As pessoas que para o seu bem-estar necessitam muito de contacto com outras pessoas estão bastante frustradas, zangadas. Penso que serão algumas destas pessoas que poderão “furar” o confinamento para aliviar a sua necessidade de relação, principalmente as que vivem sozinhas.
O desafio adicional de residir no estrangeiro
Para quem resida no estrangeiro pode ser ainda mais difícil. As saudades são muitas, o medo que aconteça alguma coisa ao outro e estar longe... vai-se colmatando com as videochamadas e afins, mas há uma impotência muito grande. O não saberem quando vai acabar e quando poderão voltar a viajar e encontrarem-se.
A ansiedade é maior, há tristeza, pouca esperança e poderá mesmo haver depressão.
Diferenças comportamentais entre o primeiro e o segundo confinamento
Mais uma vez não foi igual para todos. Para uns foi insuportável o primeiro e toleram melhor o segundo, para outros no primeiro adaptaram-se e o segundo está a ser insuportável.
Mas em geral as pessoas já estão saturadas, gostariam de ter a sua vida de volta.
As pessoas que em geral toleram melhor são as que conseguiram organizar a sua vida pessoal e o trabalho. Algumas até gostaram das mudanças que o confinamento e trabalho a partir de casa lhes proporcionou, (já não perdem tempo nas deslocações, por exemplo). O que não gostam é desta falta de liberdade, de não poder ir a casa dos amigos, não poderem estar uns com os outros, de não poderem ir dançar. Os portugueses adoram ir para a rua, sair, ir para as esplanadas. Por isso, estão mesmo muito aborrecidos com esta situação.
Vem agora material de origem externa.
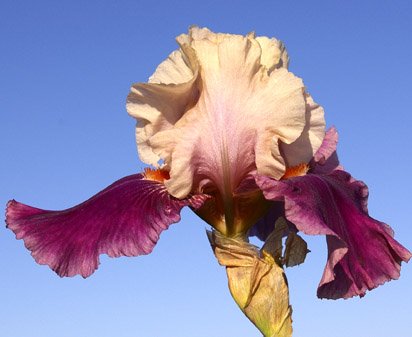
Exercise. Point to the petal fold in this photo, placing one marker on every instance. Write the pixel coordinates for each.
(125, 219)
(362, 253)
(221, 107)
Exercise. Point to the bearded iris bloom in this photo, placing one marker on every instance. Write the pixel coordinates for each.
(231, 133)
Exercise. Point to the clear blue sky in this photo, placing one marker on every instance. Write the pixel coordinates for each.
(65, 71)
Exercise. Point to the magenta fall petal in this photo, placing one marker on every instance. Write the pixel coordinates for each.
(125, 219)
(362, 253)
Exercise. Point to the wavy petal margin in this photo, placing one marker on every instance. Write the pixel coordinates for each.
(125, 219)
(362, 253)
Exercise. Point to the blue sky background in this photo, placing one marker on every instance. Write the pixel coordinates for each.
(65, 71)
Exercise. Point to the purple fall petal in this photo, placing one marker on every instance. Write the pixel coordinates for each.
(125, 219)
(362, 253)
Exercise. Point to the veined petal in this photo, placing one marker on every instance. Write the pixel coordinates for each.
(159, 104)
(311, 138)
(125, 219)
(247, 105)
(274, 53)
(326, 159)
(362, 253)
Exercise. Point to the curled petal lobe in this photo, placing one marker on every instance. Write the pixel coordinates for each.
(362, 253)
(236, 107)
(325, 159)
(125, 219)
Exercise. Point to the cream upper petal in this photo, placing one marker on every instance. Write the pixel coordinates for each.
(274, 54)
(232, 106)
(303, 149)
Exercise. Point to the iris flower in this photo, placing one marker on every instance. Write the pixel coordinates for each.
(228, 131)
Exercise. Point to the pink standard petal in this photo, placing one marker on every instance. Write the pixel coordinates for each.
(125, 219)
(362, 253)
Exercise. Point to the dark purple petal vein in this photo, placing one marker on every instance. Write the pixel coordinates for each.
(362, 253)
(125, 219)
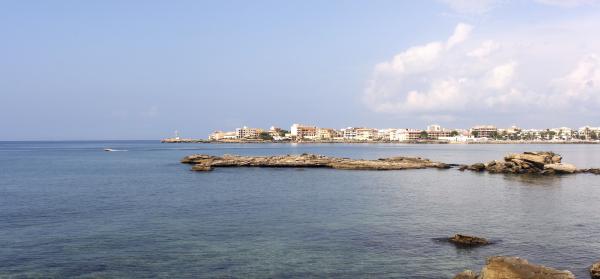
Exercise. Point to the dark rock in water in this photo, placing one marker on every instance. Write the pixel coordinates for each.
(595, 271)
(477, 167)
(203, 162)
(467, 274)
(201, 167)
(467, 240)
(500, 267)
(545, 163)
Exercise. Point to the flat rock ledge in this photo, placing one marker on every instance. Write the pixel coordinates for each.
(501, 267)
(543, 162)
(202, 162)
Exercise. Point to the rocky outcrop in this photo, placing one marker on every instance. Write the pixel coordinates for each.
(500, 267)
(468, 240)
(207, 162)
(595, 271)
(547, 163)
(467, 274)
Conselhos para lidar com o confinamento
Tentar manter a normalidade possível. Também ajuda pensar que isto é temporário, que não vai ser sempre assim.
Quando falo em tentar manter a normalidade possível falo de manter as rotinas: mesmo que não tenha de sair à rua, é importante que se levante, que cuide de si, que tome banho, se vista, mantenha os horários e as refeições.
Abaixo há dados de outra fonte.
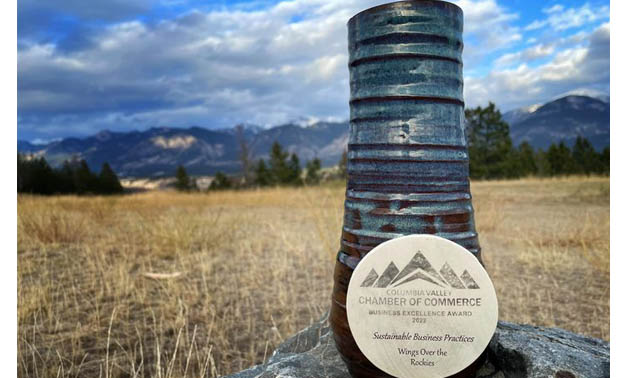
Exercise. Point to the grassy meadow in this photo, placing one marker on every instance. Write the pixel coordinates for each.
(166, 284)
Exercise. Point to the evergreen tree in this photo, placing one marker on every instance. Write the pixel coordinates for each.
(560, 159)
(526, 159)
(84, 180)
(66, 178)
(604, 157)
(586, 159)
(108, 181)
(343, 165)
(293, 171)
(262, 176)
(489, 143)
(543, 168)
(312, 171)
(182, 181)
(220, 182)
(278, 166)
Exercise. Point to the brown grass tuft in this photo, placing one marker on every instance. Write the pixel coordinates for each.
(256, 266)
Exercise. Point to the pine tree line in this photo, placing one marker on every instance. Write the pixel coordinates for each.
(492, 155)
(36, 176)
(281, 169)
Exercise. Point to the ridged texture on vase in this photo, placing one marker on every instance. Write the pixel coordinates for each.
(407, 153)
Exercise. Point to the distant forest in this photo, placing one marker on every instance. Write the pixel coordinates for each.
(35, 175)
(491, 153)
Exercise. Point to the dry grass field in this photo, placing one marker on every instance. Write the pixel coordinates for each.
(163, 284)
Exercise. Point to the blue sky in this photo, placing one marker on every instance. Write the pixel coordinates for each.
(133, 64)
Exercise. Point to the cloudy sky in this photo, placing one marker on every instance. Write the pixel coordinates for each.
(85, 66)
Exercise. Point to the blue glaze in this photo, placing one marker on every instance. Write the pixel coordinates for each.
(407, 154)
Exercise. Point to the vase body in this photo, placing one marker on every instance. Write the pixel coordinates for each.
(407, 152)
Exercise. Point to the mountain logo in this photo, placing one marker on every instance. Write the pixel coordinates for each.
(419, 268)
Para quem esteja a trabalhar: procure, se possível, separar o espaço físico de trabalho do de lazer, tente manter um horário de trabalho e de horas de deitar. Respeitar o ciclo circadiano é importante para a saúde física e mental.
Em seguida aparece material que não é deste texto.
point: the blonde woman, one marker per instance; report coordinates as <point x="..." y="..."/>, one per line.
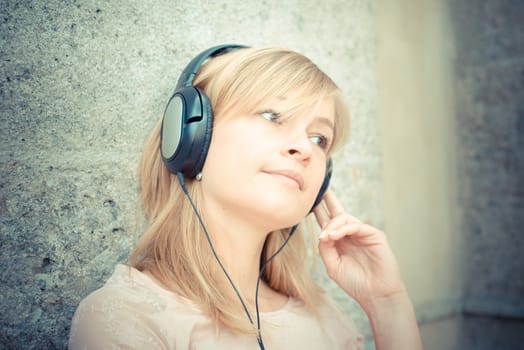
<point x="238" y="160"/>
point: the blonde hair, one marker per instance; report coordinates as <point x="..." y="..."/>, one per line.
<point x="174" y="247"/>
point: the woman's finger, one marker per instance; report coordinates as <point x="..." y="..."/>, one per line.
<point x="333" y="205"/>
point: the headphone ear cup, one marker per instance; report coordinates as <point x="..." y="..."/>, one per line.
<point x="186" y="131"/>
<point x="325" y="184"/>
<point x="205" y="139"/>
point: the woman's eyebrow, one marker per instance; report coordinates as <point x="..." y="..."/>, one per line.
<point x="326" y="121"/>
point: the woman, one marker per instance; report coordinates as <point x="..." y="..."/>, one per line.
<point x="235" y="165"/>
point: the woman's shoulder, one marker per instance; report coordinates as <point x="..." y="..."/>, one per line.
<point x="335" y="328"/>
<point x="129" y="309"/>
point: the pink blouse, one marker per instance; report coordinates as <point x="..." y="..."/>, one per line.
<point x="131" y="311"/>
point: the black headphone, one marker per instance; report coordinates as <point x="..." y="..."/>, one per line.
<point x="188" y="121"/>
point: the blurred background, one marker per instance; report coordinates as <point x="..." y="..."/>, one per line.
<point x="436" y="157"/>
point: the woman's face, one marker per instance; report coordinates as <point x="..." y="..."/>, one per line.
<point x="268" y="166"/>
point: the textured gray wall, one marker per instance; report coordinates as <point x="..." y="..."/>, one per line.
<point x="489" y="68"/>
<point x="82" y="83"/>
Cada um tem de encontrar qual o seu recurso, o que é melhor para si porque não há uma receita universal. Sabemos que a rotina ajuda a manter-nos “no eixo “porque muitas vezes quando não se tem obrigações exteriores desorganizamo-nos: começamos a comer fora de horas, a trocar os sonos...
Repercussões a médio e longo prazo
Para algumas pessoas é bastante traumático ficar isolado. Não só pelo sentimento de solidão, mas também pelo medo de perder a capacidade de se relacionarem, de ficarem sem pessoas.
A nossa capacidade social é como um “músculo”, se não o exercemos perde tónus. Este é um receio que, sobretudo, algumas pessoas que já tinham dificuldades relacionais, têm verbalizado.
Também para quem perdeu pessoas tem sido muito duro. Muitos não puderam acompanhar quem lhes era querido, porque não é possível fazer-se visitas nos hospitais, ou porque não pode ir ao funeral, o que dificulta muito o processo de luto.
No luto são muito importantes alguns rituais como ver o morto, fazer a despedida com velório e funeral…. Pode ficar uma culpabilidade que se pode tornar traumática por não se ter podido acompanhar quem estava doente. Fica o sentimento que se abandona alguém no hospital.
Também para quem ficou realmente doente, sozinho, o hospital é uma coisa terrível. Vão ficar memórias de grande sofrimento e medo.
Não esquecendo os profissionais de saúde que estão completamente exaustos física e emocionalmente. Muitos deles, por exemplo, fisioterapeutas, estão a fazer também o acompanhamento psicológico dos doentes, porque as pessoas estão sozinhas, com medo de morrer, com medo de não se poderem despedir da família. Isto é muito duro para os próprios profissionais de saúde que não são psicólogos e que estão a tratar as pessoas que estão aterrorizadas com medo de morrer e sozinhas. Claro que isto vai ter impacto: para quem sobreviver, algumas destas situações vão ser situações traumáticas.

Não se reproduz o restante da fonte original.